Convergence analysis of the adaptive stochastic collocation finite element method
Alex Bespalov, Andrey Savinov
TL;DR
This work develops a rigorous convergence analysis for an adaptive single-level SC-FEM applied to parametric elliptic PDEs with affine and nonaffine dependence. It extends a posteriori error estimators to general parametric inputs and proves that the adaptive algorithm drives the total error estimate $\mu_\ell+\tau_\ell$ to zero, leveraging a summability property of Taylor coefficients for semidiscrete solutions and, in the nonaffine case, analyticity in the parameter domain. The analysis covers both parametric and spatial refinements, establishing convergence of the parametric indicators $\tau_\ell$ and the spatial indicators $\mu_{\ell\mathbf{z}}$ under standard marking strategies, and provides a robust framework for adaptive enrichment driven by hierarchical surpluses. Numerical experiments on affine (cookie) and nonaffine (Fourier-mode) test cases corroborate the theory, showing reliable error decay and highlighting practical differences between Leja and Clenshaw–Curtis collocation nodes.
Abstract
This paper is focused on the convergence analysis of an adaptive stochastic collocation algorithm for the stationary diffusion equation with parametric coefficient.

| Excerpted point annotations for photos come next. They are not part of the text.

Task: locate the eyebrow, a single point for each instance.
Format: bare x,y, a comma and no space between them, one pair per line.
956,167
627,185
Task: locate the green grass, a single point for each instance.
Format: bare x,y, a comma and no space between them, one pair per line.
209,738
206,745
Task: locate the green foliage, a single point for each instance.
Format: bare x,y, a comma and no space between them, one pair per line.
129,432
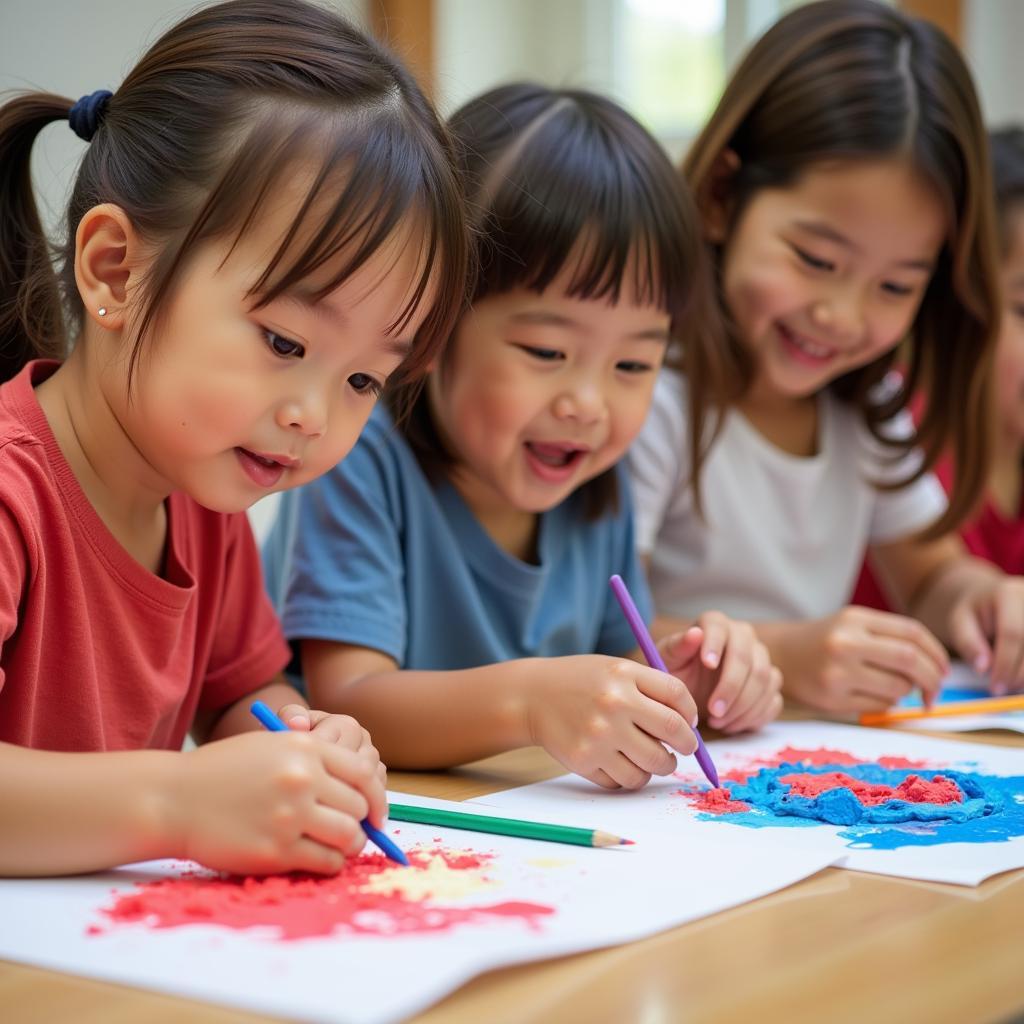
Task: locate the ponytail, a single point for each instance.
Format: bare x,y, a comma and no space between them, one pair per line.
31,310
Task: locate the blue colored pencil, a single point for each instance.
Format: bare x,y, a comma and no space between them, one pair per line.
270,721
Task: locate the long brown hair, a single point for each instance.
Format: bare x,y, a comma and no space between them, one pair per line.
854,79
565,176
201,132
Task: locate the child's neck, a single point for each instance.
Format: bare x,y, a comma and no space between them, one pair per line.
1006,477
102,457
790,424
514,530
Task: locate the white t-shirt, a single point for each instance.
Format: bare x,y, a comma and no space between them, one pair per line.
783,536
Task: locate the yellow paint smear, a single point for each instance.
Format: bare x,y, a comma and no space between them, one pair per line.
436,881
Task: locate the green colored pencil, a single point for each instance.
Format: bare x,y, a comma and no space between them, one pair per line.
504,826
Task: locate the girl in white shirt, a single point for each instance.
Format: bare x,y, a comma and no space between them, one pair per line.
844,185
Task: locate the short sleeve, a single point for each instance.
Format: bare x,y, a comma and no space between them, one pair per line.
655,460
344,569
249,648
615,636
14,561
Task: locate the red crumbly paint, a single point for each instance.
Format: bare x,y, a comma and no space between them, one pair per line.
913,788
302,906
714,801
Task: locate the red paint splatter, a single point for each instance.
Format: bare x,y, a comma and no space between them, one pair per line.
913,788
300,906
817,757
718,802
713,801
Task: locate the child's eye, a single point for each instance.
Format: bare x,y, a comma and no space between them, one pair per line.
283,346
813,261
365,384
547,354
900,291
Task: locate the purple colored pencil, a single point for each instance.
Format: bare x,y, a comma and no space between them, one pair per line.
646,642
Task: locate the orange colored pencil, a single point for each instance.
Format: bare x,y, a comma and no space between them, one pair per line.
980,707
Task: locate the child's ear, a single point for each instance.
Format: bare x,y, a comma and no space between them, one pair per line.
108,263
716,197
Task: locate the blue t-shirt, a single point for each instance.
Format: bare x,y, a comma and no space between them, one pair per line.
374,554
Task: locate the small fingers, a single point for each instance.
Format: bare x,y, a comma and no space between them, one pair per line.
752,688
332,828
1008,674
903,659
648,755
662,724
625,773
357,773
667,690
766,709
296,717
313,857
600,777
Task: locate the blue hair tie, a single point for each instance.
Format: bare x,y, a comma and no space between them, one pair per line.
85,116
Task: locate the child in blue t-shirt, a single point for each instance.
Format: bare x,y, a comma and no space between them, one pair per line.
449,582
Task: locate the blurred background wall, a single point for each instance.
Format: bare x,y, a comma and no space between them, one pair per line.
665,59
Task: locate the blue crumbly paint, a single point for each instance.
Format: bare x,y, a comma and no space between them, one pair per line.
992,810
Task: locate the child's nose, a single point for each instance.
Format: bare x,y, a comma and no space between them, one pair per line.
841,315
306,414
584,402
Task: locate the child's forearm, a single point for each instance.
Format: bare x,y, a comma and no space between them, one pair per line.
431,720
950,583
69,813
786,643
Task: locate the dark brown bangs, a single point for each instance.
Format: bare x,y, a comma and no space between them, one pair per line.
374,180
587,186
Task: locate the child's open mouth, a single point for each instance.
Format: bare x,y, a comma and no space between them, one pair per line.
262,470
553,462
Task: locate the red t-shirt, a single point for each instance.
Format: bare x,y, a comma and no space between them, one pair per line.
97,653
989,536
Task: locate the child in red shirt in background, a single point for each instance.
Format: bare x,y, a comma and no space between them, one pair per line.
996,532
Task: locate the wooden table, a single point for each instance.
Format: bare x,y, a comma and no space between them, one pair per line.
839,946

The algorithm employs sparse grid collocation in the parameter domain alongside finite element approximations in the spatial domain, and adaptivity is driven by recently proposed parametric and spatial a posteriori error indicators. We prove that for a general diffusion coefficient with finite-dimensional parametrization, the algorithm drives the underlying error estimates to zero. Thus, our analysis covers problems with affine and nonaffine parametric coefficient dependence.